Scottish Equitable’s veteran pension guru Stewart Ritchie is alarmed that IFAs might find themselves carrying the can for complaints arising from employees who get sweeteners to leave defined-benefit pension schemes early.
What’s more, Ritchie has warned the FSA and The Pensions Regulator about the situation where companies want people out of DB schemes to reduce liabilities and may be pushing too hard for people to do so.
He says IFAs brought in by the companies – as they are required to do – who advise those scheme members may find themselves in a difficult situation.
The individuals may want to leave the scheme, the employer will certainly want them too, but perhaps it is best advice to do everything possible to persuade the client to stay in.
The implication is that IFAs may be the ones who get sued or hauled in front of the ombudsman years hence.
Ritchie warns that it is almost impossible to tell what the best advice is, other than with the benefit of hindsight, and all advisers know just how badly they have fared at the hands of Government and regulator on such occasions.
Writing in this week’s issue of Money Marketing, columnist Robert Reid says IFAs should not advise on these schemes and says these inducements are bribes.
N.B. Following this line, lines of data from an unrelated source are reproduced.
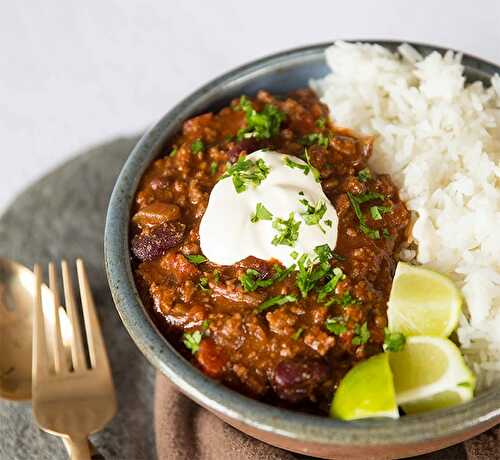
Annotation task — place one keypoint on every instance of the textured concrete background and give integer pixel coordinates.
(63, 215)
(74, 73)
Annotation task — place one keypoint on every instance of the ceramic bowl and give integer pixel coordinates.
(313, 435)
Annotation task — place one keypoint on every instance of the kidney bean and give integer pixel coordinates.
(157, 213)
(211, 358)
(298, 378)
(149, 246)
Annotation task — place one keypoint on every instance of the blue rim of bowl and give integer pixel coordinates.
(483, 409)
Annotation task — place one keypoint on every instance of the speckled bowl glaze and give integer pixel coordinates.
(307, 434)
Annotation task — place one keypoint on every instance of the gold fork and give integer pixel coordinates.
(70, 401)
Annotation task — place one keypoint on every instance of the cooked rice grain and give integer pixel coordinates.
(440, 140)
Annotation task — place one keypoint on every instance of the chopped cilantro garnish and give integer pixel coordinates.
(288, 231)
(251, 280)
(196, 258)
(259, 125)
(203, 283)
(377, 211)
(261, 213)
(323, 252)
(364, 175)
(356, 200)
(282, 273)
(275, 301)
(394, 341)
(315, 138)
(197, 146)
(335, 325)
(296, 335)
(313, 213)
(311, 271)
(320, 122)
(330, 286)
(369, 196)
(192, 341)
(294, 165)
(247, 172)
(314, 171)
(346, 299)
(362, 334)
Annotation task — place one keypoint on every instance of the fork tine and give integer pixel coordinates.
(59, 354)
(77, 344)
(97, 349)
(40, 364)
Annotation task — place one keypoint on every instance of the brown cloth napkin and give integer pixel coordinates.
(186, 431)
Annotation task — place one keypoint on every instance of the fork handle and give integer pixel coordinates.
(79, 448)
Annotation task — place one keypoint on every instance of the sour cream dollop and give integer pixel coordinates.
(227, 234)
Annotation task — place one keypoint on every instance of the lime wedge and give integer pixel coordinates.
(448, 398)
(430, 373)
(423, 302)
(366, 391)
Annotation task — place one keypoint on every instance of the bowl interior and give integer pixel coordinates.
(279, 73)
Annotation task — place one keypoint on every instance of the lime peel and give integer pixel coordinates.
(367, 390)
(427, 367)
(423, 302)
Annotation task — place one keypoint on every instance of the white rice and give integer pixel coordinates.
(440, 141)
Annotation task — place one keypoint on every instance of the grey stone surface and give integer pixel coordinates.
(63, 216)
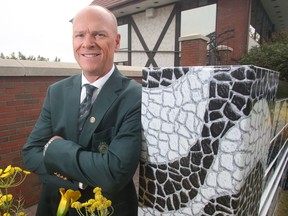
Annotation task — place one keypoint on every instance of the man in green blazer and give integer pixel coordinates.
(105, 151)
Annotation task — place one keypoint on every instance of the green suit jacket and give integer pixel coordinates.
(105, 154)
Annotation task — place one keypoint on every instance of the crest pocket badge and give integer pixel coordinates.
(103, 147)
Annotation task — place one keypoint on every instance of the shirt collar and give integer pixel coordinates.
(100, 82)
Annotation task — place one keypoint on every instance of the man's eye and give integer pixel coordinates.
(100, 35)
(79, 35)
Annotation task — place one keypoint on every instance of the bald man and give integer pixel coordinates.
(103, 148)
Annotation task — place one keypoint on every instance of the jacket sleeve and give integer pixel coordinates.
(32, 151)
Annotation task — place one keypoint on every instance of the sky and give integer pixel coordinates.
(42, 27)
(38, 27)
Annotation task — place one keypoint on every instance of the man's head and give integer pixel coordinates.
(95, 40)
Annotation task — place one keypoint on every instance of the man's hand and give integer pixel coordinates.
(49, 142)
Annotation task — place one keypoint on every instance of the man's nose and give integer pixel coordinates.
(90, 41)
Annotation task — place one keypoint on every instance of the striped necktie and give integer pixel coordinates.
(85, 105)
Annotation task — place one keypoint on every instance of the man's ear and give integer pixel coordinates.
(117, 40)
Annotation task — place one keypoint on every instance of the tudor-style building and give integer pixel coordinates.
(154, 32)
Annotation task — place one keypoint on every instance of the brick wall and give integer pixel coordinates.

He believes advisers should send the employees back to their human resources departments with some difficult questions.
Money Marketing finds it difficult to argue with two such influential and experienced pension professionals from the provider and adviser sides.
Some might suggest that allowing employers to manage down their liabilities could be for the greater good but in all these situations any unfairness affecting individuals only serves to drag down the reputation of pensions as a whole at a time when it least needs it.
IFAs should not be made the scapegoats. The next time that the Government messes up, as it has done with ASW and other collapsed schemes, it will not have the luxury of saying the small print told people they should seek advice. There won’t be enough advisers to go to.
The regulators need to give some guidance urgently.